Selective blockade of muscarinic M2 receptors in vivo by the new antagonist tripitramine.

The antimuscarinic effects of tripitramine (1, 1, 24--tris[[5, 11-dihydro-6-oxo-6H-pyrido [2,3-b][1,4]- benzodiazepin-11-yl)carbonyl]methyl]-8, 17-dimethyl-1, 8, 17, 24-tetraazatetracosane tetraoxalate), a member of a series of polymethylene tetraamines with in vitro cardioselectivity, were assessed in two in vivo preparations: anaesthetized and pithed rats. The well-known M2 selective antagonist methoctramine was used in a comparative study.
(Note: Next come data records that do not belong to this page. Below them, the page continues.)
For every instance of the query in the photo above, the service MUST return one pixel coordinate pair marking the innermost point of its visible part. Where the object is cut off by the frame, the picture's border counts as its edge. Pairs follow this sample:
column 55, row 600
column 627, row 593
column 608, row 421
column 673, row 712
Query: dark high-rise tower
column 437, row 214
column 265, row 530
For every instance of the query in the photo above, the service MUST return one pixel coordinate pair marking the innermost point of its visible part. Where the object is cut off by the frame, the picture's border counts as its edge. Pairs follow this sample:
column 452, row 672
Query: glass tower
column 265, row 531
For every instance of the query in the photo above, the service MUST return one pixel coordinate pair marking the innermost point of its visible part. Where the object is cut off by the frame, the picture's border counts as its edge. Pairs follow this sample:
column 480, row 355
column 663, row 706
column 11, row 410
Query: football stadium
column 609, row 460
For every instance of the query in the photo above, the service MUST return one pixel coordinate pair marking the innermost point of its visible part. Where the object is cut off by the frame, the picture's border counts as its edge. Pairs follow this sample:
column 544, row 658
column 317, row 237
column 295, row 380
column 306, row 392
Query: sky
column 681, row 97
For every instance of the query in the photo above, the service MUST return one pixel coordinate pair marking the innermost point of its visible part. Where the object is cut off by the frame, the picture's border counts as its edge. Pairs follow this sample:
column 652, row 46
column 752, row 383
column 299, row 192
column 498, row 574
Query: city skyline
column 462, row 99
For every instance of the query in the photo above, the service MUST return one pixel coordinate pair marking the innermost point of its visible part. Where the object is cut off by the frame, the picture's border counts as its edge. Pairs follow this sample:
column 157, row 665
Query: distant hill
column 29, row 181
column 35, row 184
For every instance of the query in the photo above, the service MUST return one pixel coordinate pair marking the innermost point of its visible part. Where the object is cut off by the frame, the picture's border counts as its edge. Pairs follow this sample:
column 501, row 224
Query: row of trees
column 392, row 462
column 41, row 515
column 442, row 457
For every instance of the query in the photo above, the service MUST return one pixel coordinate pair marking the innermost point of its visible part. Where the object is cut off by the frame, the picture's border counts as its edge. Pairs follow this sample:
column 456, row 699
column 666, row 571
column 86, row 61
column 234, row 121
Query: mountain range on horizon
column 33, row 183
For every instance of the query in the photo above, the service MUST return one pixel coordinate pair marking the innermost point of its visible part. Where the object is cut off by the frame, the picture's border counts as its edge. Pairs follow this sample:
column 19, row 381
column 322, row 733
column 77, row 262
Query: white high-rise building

Tripitramine (0.0202 mumol/kg i.v.) proved to be a potent antagonist at cardiac M2 receptors that mediate the decrease in heart rate in the pithed rat; the same dose of this antagonist in the anaesthetized rat did not significantly affect the depressor action of methacholine mediated by vascular M3 receptors. In the pithed rat, this dose did not affect the ganglionic M1 receptor-mediated tachycardia and pressor response to muscarine or McN-A-343. These in vivo data are consistent with the in vitro findings and confirm that tripitramine is a more potent and selective muscarinic M2 receptor antagonist than methoctramine.